Now let us examine this equation closely. There is a sine function in the equation. Now we know that the sine of any number can only take a value between -1 and 1. This means that sin (2πf t) can only be between -1 and 1. When we consider this interesting observation in the equation, we notice that x can only take values between -A and A, which is consistent with the definition of an amplitude.

"A" represents the maximum displacement of the particle.

Now we can apply a similar argument to the speed and acceleration of the particle.

We know that velocity v=dx/dt, the first time differential of the displacement.

So, let us differentiate our equation with respect to time.

x= A sin (2πf t)
v = dx/dt = (2πf) A cos (2πf t)

Notice that we have taken out the 2πf inside the sine function as part of the chain rule, and the sine has been differentiated to cosine.

Upon inspection, we notice something similar to the maximum displacement argument. cos ( 2πf t) can only take values between -1 and 1. Also, 2πf and A are both constants.

Thus, the maximum velocity occurs when cos ( 2πf t) = 1

v(max) = ( 2πf ) A (1)

With f=4.6x10^12, and A = 3.55x10^-11 m, we obtain v(max) = 1026.04 ms^-1

Now a=dv/dt.
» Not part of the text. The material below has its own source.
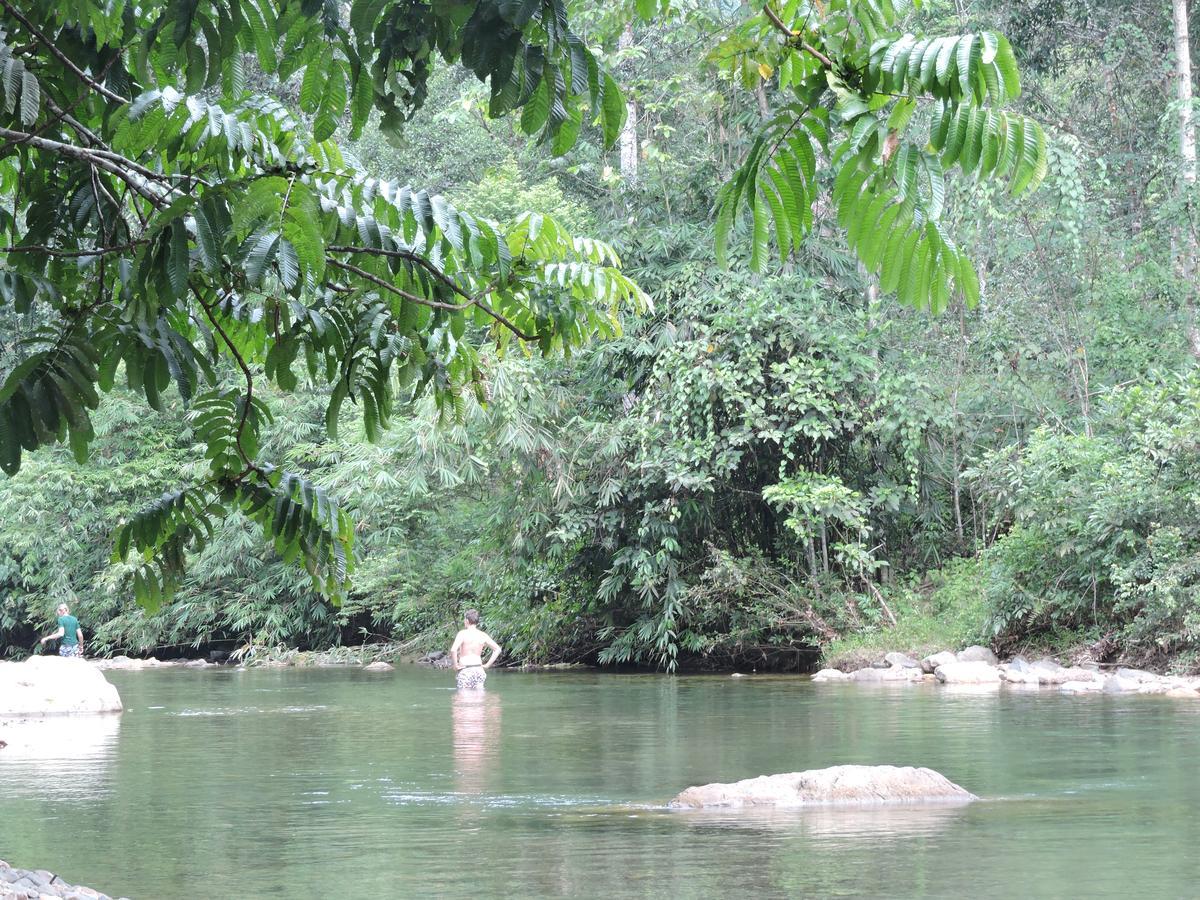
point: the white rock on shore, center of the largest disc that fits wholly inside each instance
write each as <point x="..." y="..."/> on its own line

Differentiating the velocity equation one more time:

v = ( 2πf ) A cos ( 2πf t)
dv/dt = - ( 2πf )² A sin ( 2πf t)

Now we have a negative sign in front. This is expected, because of the definition of simple harmonic motion: a= -kx. Remember that x= A sin ( 2πf t), so the acceleration is simply a = - ( 2πf )² x

But that aside, we also notice that sin (2πf t) is bound between -1 and 1 again. This time, the maximum acceleration occurs when sin ( 2πf t) = -1. Thus,

a(max) = ( 2πf )² A

Subbing in the values, we obtain a(max) = 2.96 x 10^16 m/s^2